Des conférences et des tables-rondes

Les œuvres de Paradjanov côtoient celles du sculpteur Toros Rast-Klan. Les corps, les visages, les gestes, sont élancés, et, deviennent gracieux avec le jeu d’ombres et de lumières, qui dessinent parfaitement les formes. Là, aussi, une terrible histoire familiale vient semer en lui des graines artistiques. Soudeur, il deviendra ferronnier, avant de s’exprimer pleinement comme sculpteur. Son expression artistique est visible à travers de nombreux monuments publics en France, notamment, à Aix-en-Provence, Marseille, Paris et Romans-sur-Isère, où il repose depuis 2020.

Le Festival Yeraz, c’est, aussi, des conférences et des tables-rondes. Parmi ces-dernières, citons, les deux premières qui ont réuni des hommes et une femme d’exception. A la première table-ronde, deux auteurs-historiens, Jean-Pierre Mahé et Gérard Dédéyan, ont pris place autour de Simon Abkarian. Pendant, une heure-et-demi, les trois hommes vont converser sur La relation exceptionnelle qui unit la France et l’Arménie. Au crible de l’histoire, Jean-Pierre Mahé, dont l’ouvrage majeur reste Histoire de l’Arménie, des origines à nos jours, et, Gérard Dédéyan, dont le dernier livre en tant que co-auteur, Les Justes et gens de bien du génocide des Arméniens, fait référence, ont particulièrement capté le public. Surtout, lorsqu’ils ont discouru sur les Croisades et Léon de Lusignan, le dernier roi d’Arménie, né en Cilicie en 1342, et, mort à Paris en 1393.

Autre table-ronde passionnante, celle qui a réuni 4 auteurs, dont une femme, sur le thème : L’Arménie, sujet de la littérature en France. Des personnalités hors-du-commun, qui, pendant deux heures, ont évoqué les grands auteurs français, comme Anatole France, Apollinaire, Marcel Proust.

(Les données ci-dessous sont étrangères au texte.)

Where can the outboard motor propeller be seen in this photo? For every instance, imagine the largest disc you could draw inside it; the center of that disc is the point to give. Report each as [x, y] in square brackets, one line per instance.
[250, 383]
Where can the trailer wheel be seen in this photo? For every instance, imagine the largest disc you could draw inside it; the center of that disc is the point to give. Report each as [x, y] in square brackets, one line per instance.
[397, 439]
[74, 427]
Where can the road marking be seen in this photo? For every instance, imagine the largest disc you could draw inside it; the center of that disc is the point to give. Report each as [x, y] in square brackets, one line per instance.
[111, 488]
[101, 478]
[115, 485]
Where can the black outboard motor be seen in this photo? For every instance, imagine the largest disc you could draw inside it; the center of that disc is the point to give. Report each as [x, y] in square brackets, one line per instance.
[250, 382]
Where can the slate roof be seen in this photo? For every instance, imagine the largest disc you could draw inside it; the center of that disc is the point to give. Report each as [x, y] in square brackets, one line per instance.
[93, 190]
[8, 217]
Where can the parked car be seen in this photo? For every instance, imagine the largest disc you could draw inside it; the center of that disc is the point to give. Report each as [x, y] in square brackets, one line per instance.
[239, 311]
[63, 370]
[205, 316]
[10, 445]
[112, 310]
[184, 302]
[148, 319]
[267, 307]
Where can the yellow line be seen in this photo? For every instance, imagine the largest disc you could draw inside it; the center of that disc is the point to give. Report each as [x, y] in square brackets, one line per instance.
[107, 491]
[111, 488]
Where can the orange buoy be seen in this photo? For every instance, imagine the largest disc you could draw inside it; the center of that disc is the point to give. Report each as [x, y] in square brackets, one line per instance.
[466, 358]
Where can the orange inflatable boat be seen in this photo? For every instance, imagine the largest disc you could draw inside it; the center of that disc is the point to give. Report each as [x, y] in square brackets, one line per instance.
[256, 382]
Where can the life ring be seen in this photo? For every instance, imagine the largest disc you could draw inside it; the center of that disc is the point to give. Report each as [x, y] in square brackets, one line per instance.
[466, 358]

Ondine Khayat est à la fois auteure et thérapeute. Son dernier livre, Ils ne faisaient que rêver, poursuit son travail d’exploration autour de la valeur de la vie humaine en évoquant l’écologie, l’idéalisme, le transhumanisme. Son précédent livre, Le Parfum de l’exil, parlait du génocide.

Henry Cuny, est un ancien diplomate, ambassadeur de France en Arménie entre 2002 et 2006. Il est l’auteur d’un livre « remarquable » (selon les témoignages recueillis sur place), La mort n’existe pas, sur Komitas, le célèbre prêtre-compositeur-musicien, rescapé du génocide de 1915.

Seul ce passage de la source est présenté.